I am working with a set of DNA motifs that are predicted as potential regulatory motifs (e.g. transcription factor binding sites). The motifs belong to several species, and I wanted to cluster these motifs via their Position Weight Matrices (PWMs) (also known as PSSMs) to collapse similar motifs together into groups.
A tool called MATLIGN (website here) does what I need, but their required format for the PWMs are different to what I have, they claim:
"Matrices must be in the frequency matrix format (only integer numbers are acceptable)"
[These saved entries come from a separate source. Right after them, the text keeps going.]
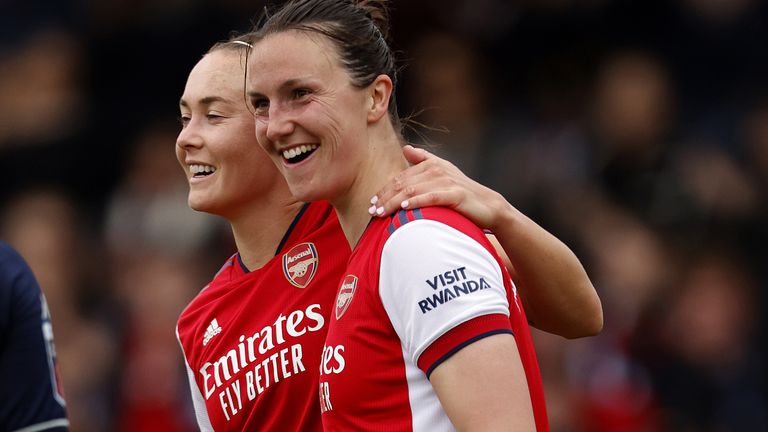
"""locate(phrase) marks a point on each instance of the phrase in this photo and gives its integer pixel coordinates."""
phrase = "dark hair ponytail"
(357, 28)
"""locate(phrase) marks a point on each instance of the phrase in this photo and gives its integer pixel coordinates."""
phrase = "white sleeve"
(434, 278)
(201, 412)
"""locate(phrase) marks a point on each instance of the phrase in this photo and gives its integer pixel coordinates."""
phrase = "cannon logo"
(300, 264)
(347, 290)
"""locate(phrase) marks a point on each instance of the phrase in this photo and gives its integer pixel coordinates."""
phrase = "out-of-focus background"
(636, 131)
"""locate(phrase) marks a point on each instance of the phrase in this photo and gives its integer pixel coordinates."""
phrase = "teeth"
(201, 169)
(293, 152)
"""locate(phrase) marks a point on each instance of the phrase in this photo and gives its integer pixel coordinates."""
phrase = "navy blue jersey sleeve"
(30, 393)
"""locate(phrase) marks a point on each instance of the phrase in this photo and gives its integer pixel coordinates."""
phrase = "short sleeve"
(436, 281)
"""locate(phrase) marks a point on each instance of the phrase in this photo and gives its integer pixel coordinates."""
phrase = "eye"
(301, 93)
(260, 106)
(214, 117)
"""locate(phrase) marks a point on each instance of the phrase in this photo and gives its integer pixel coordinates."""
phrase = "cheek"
(260, 130)
(180, 156)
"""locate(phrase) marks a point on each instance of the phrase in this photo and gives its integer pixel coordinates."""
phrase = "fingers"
(422, 192)
(415, 155)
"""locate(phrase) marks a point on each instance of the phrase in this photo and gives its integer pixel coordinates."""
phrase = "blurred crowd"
(636, 131)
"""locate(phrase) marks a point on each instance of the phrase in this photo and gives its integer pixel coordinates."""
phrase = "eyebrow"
(286, 84)
(208, 100)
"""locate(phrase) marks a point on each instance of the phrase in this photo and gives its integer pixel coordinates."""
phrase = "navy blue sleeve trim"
(467, 342)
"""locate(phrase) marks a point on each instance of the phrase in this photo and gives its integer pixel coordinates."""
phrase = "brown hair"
(357, 28)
The problem is that my PWM matrices do not have integer numbers but decimals instead. e.g.:
A C G T
1 0.000000 1.000000 0.000000 0.000000
2 1.000000 0.000000 0.000000 0.000000
3 0.000000 0.000000 1.000000 0.000000
4 0.000000 0.421755 0.000000 0.578245
5 0.289407 0.000000 0.282556 0.428038
In other words, instead of the decimal values I have in my matrix I need to have integer counts. Could anybody suggest what I can do? Would I need to create artificial counts?
That looks a lot like a position frequency matrix (PFM) where the counts were divided by the row total. Unless you know that this had a background nucleotide frequency taken into account you can probably just multiply everything by a constant and round to make it into 'counts'. You can also use a tool like TOMTOM to do this where it doesn't require integers.
@UnivStudent: I have actually used TOMTOM before, unfortunately they only do pairwise motif comparisons. I was hoping to use a more advanced method that carries out clustering as well.
PWM contain less information than the actual counts. Where did you obtain the PWM from? Try to find the counts or actual sequences as well.